Thread pool: a fixed-size pool of max_connections worker threads pulls from a bounded sync_channel. The channel depth equals max_connections, doubling as an overload signal when try_send fails.
Metrics: active_connections, accepted_total, rejected_over_capacity_total, handler_errors_total, shutdown_drain_ms, last_accept_error, last_handler_error.
Daemon resource pressure surface: /v1/runtime-metrics exposes a resource_pressure object with OS parallelism, best-effort process thread count where available, supervised middleware HTTP totals, and scheduler active/queued/registered job counts. Node UI mirrors that summary on the Status page.
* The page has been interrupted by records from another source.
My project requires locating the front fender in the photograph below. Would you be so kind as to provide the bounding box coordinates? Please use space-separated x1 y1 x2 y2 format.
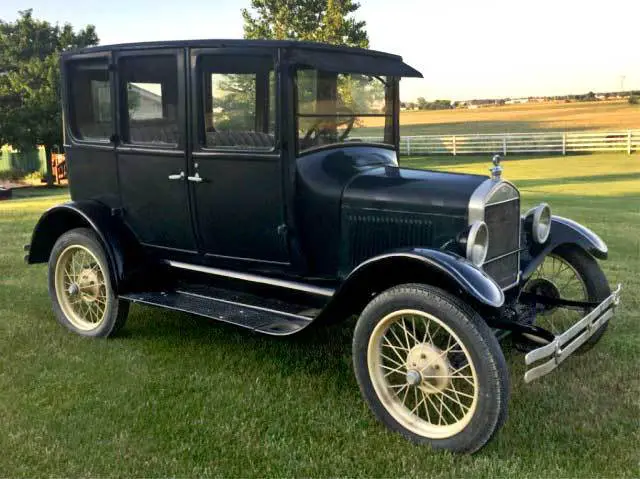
25 200 140 285
522 216 609 280
327 248 504 318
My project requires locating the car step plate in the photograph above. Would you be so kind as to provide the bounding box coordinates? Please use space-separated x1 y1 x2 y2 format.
120 291 313 336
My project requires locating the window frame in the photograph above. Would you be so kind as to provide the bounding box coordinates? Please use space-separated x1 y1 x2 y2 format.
291 64 400 158
62 52 117 148
190 47 282 158
114 48 187 151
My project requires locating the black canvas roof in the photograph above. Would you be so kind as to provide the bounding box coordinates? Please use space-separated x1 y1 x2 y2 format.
63 40 422 77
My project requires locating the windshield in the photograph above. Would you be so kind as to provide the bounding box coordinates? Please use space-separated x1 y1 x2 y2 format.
296 69 395 152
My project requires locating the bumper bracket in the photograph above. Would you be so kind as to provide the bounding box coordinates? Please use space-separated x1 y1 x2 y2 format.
524 284 622 383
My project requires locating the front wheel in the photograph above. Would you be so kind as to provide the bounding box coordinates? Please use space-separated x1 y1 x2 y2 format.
353 284 509 453
49 228 129 337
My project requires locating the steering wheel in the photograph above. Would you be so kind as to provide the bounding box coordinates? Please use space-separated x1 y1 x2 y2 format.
301 105 356 144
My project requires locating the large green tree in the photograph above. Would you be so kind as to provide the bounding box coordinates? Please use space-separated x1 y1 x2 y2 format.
0 10 98 182
242 0 369 48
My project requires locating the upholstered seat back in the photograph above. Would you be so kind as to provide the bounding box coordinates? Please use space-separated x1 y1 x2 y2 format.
207 130 275 150
129 121 179 144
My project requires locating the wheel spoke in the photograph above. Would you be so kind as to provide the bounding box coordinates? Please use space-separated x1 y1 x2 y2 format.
389 324 411 351
380 352 404 367
381 364 406 378
382 337 406 363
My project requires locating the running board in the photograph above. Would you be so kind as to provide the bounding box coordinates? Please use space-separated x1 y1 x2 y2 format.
166 261 335 297
120 290 313 336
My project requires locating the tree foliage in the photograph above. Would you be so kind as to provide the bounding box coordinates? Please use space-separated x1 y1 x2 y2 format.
242 0 369 48
0 10 98 182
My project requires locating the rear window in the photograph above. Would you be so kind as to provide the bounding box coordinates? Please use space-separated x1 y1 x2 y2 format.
69 60 113 142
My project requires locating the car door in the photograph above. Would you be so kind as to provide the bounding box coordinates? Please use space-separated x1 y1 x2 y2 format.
116 49 197 254
190 49 289 264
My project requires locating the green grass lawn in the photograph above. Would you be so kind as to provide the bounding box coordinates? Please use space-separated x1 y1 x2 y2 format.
0 155 640 478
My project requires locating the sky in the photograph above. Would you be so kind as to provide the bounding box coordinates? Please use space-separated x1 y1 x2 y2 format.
0 0 640 101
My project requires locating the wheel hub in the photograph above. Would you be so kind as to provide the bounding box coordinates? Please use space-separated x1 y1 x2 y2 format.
77 269 100 303
406 343 451 394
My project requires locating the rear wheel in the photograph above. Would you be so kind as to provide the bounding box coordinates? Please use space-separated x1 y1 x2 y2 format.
49 228 129 337
353 285 509 452
524 246 611 352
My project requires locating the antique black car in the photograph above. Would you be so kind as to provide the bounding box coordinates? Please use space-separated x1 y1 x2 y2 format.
26 40 620 452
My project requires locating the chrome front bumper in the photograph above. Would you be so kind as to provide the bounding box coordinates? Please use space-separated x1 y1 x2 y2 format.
524 285 622 383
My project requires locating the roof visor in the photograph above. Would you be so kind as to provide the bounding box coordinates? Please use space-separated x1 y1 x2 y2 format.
290 49 422 78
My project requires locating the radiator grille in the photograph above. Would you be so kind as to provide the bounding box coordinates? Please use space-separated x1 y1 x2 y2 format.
484 199 520 260
345 212 433 266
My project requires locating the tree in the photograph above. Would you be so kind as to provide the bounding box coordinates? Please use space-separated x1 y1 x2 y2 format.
242 0 369 48
0 10 98 184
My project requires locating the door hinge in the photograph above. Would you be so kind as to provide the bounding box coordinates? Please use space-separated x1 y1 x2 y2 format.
277 224 289 238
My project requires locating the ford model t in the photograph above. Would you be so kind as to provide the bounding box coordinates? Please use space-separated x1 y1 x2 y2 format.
27 40 619 452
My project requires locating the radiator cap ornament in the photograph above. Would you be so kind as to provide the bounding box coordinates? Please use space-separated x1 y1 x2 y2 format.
489 155 502 181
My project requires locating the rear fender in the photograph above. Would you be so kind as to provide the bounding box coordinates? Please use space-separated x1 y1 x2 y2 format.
318 248 505 319
521 216 609 280
25 200 142 289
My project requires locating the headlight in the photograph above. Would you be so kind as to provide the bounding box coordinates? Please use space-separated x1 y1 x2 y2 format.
527 203 551 244
467 221 489 267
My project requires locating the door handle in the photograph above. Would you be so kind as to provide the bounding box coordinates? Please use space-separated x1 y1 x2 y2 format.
187 172 204 183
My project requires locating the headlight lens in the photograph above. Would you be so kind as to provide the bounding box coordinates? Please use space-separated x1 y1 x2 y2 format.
467 221 489 267
531 203 551 244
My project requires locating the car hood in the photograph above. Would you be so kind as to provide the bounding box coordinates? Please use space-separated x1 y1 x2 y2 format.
342 166 487 216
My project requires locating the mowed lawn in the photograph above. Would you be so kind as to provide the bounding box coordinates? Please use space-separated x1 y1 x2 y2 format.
0 155 640 478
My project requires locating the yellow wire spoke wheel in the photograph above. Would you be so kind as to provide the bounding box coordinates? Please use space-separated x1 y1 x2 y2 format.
353 284 509 453
367 309 478 439
49 228 129 337
55 245 109 331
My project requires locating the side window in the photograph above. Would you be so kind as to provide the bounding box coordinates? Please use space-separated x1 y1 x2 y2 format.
199 55 276 151
67 60 113 141
119 55 180 145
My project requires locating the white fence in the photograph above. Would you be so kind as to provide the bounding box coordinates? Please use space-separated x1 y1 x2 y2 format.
362 130 640 155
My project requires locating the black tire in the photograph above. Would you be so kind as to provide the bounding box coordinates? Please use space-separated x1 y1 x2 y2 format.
525 245 611 353
353 284 509 453
49 228 129 337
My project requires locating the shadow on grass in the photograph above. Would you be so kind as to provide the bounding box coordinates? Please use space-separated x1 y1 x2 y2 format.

For Python middleware, BoundedThreadingHTTPServer keeps the familiar stdlib BaseHTTPRequestHandler programming model but gates active requests with ORBIPLEX_MIDDLEWARE_MAX_CONNECTIONS (default: 32). When no permit is available it writes a minimal HTTP 503 response and closes the socket without starting another handler thread.

Production Invariant¶

No production local server path may create one unbounded thread per accepted connection or request. A sync server must either use the Rust bounded-server primitive, the Python BoundedThreadingHTTPServer helper, or an equivalent bounded executor with explicit overload behavior. Reload and restart paths must use cooperative bounded drain. If a supervised process cannot be stopped within its configured stop/kill budget, the daemon/operator surface must report the remaining process rather than hiding it as a successful shutdown.

Trade-offs¶

Benefit	Risk / Constraint
Single contract for all sync mini-servers	Thread-per-connection still used; bounded but not async
No new dependency (pure std)	`sync_channel` + `Arc<Mutex<Receiver>>` adds contention at high scale
Fast 503 rejection before thread spawn	503 body may not reach client if TCP buffers are full
First-class shutdown drain	Worker exit latency up to 250ms while idle; active handlers must return cooperatively
Simple `ConnectionHandler` trait	Does not support streaming responses natively

Failure Modes and Mitigations¶

Channel disconnect: workers notice RecvTimeoutError::Disconnected and exit gracefully. The server join thread waits for all workers.
Worker panic: handler panics are caught at the per-connection boundary, counted as handler_errors_total, stored as last_handler_error, and the worker continues serving later connections.
Accept error: logged to last_accept_error metric; accept loop sleeps for accept_error_backoff and retries.
Slow handler during shutdown: the server does not preempt handlers. It waits for them to finish. The shutdown_grace value is the intended operational budget and is reflected in metrics, but handler code remains responsible for honoring socket deadlines and returning.

Deferred Questions¶

Should a later async runtime add a handler deadline that the server enforces (e.g., via set_read_timeout already applied, but no preemption)?
Should the peer supervisor's session worker lifecycle also share a richer cooperative shutdown token, or is the listener-level bounded gate sufficient for M23-M25/A01 closure?

Next Actions¶

[x] Implement bounded-server crate with contract tests.
[x] Migrate daemon health endpoint.
[x] Migrate Seed Directory server.
[x] Migrate Agora service.
[x] Migrate daemon peer listener.
[x] Migrate bundled Python middleware to BoundedThreadingHTTPServer.
[x] Expose daemon resource pressure in runtime metrics and Node UI status.
[x] Add bounded Python HTTP helper test for fast 503 rejection.
[x] Add integration test that verifies 503 under load in a real daemon context.
[ ] Post-MVP: keep an explicit audit inventory for any production local listener that is not backed by bounded-server, BoundedThreadingHTTPServer, or a documented equivalent bounded adapter.